Beim Lesen der Berichterstattung über den Wahlkampf in NRW habe ich so überlegt, wen ich wohl wählen würde, wäre ich noch dort. Hier beim Freitag läuft die Diskussion ja vor allem über SPD und LINKE. Das ist auch gut so, und die Frage stellte sich mir im Zweifelsfalle auch so. Dachte ich. Doch nun machte mich ein SPIEGEL-Artikel darauf aufmerksam, dass in NRW die schlimmste Befürchtung des rechten Randes leibhaftig geworden ist: DIE haben jetzt eine eigene Partei gegründet und nehmen an der LANDTAGSWAHL teil!
Zwar hatte es eine solche Kleinpartei schon geschafft, bei den Kommunalwahlen in den Bonner Stadtrat einzuziehen, aber das ist ja wegen des Wegfalls der 5%-Hürde nicht so sehr schwer. Trotzdem hatte ich das sehr begrüßt.

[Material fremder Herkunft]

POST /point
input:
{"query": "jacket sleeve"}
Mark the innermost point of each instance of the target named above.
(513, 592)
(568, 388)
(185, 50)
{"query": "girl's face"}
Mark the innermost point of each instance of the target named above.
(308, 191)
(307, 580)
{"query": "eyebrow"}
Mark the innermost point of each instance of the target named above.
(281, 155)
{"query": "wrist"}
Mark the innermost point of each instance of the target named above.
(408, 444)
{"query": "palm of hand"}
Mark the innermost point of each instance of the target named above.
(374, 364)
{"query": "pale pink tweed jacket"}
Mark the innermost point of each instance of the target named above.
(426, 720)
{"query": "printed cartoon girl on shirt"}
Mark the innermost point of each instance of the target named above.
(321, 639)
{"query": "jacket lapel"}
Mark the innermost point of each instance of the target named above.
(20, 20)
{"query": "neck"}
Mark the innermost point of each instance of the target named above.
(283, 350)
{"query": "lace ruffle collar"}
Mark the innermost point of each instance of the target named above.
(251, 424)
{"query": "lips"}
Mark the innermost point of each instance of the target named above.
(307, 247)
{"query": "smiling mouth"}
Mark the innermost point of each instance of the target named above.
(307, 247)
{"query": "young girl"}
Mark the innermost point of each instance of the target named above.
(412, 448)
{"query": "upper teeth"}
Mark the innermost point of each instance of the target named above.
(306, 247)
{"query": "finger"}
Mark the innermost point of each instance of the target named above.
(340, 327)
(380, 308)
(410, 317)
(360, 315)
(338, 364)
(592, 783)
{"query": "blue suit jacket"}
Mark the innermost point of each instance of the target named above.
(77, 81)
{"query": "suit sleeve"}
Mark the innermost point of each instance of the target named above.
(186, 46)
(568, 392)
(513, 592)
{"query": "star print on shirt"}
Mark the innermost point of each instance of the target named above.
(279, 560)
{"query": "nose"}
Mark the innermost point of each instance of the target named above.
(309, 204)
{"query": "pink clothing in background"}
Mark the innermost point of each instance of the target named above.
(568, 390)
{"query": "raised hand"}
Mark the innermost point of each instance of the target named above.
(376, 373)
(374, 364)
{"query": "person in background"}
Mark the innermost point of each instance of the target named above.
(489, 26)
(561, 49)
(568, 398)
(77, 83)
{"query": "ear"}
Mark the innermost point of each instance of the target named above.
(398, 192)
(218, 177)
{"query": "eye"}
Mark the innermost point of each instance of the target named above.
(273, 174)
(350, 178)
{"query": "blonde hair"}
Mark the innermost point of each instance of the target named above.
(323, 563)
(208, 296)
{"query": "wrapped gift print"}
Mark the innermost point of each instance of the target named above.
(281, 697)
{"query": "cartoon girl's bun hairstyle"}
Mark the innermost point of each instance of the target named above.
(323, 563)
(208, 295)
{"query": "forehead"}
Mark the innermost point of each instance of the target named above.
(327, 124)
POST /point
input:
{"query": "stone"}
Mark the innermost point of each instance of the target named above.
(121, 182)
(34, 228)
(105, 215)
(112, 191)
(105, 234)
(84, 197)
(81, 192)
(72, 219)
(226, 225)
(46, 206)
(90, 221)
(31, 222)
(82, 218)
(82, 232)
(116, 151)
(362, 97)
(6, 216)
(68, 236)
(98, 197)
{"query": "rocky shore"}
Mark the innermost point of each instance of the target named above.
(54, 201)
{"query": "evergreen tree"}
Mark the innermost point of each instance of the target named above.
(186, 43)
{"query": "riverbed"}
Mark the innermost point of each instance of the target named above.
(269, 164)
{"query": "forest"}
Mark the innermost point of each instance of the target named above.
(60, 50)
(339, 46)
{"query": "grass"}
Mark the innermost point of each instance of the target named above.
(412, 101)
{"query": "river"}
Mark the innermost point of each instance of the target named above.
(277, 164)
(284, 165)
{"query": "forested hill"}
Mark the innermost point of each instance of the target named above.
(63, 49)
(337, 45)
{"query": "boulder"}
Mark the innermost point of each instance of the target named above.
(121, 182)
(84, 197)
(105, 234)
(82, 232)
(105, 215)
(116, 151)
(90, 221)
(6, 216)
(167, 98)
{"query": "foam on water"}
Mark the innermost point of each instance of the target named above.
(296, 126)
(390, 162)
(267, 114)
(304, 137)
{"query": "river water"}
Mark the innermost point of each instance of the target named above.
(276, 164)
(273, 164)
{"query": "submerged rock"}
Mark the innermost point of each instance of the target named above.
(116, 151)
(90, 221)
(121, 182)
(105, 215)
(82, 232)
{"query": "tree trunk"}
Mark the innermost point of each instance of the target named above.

Heute habe ich mir dann auch die Website der BIG-Partei noch einmal besichtigt, das Grundsatzprogramm, so wie dort verlinkt, ist für meinen Geschmack etwas zu dünn. Darüber könnte man gut meckern.
Was macht nun der Spiegel? Das wichtigste ist, man findet eine Kandidatin mit Kopftuch. Die kommt natürlich auch mit Bild in den Artikel – den ich ansonsten nicht so sehr schlecht finde.
Ansonsten kämpft wohl auch dieser Neuankömmling im Parteienspektrum damit, dass sich erst mal keine Zeitung für ihn interessiert. Die Pressearbeit, soweit sie auf der Website dokumentiert ist, spricht aber dafür, dass man dort, wo potentielle Wähler sich informieren, recht gut vertreten war – wobei mir die türkischen Zeitungen fehlen.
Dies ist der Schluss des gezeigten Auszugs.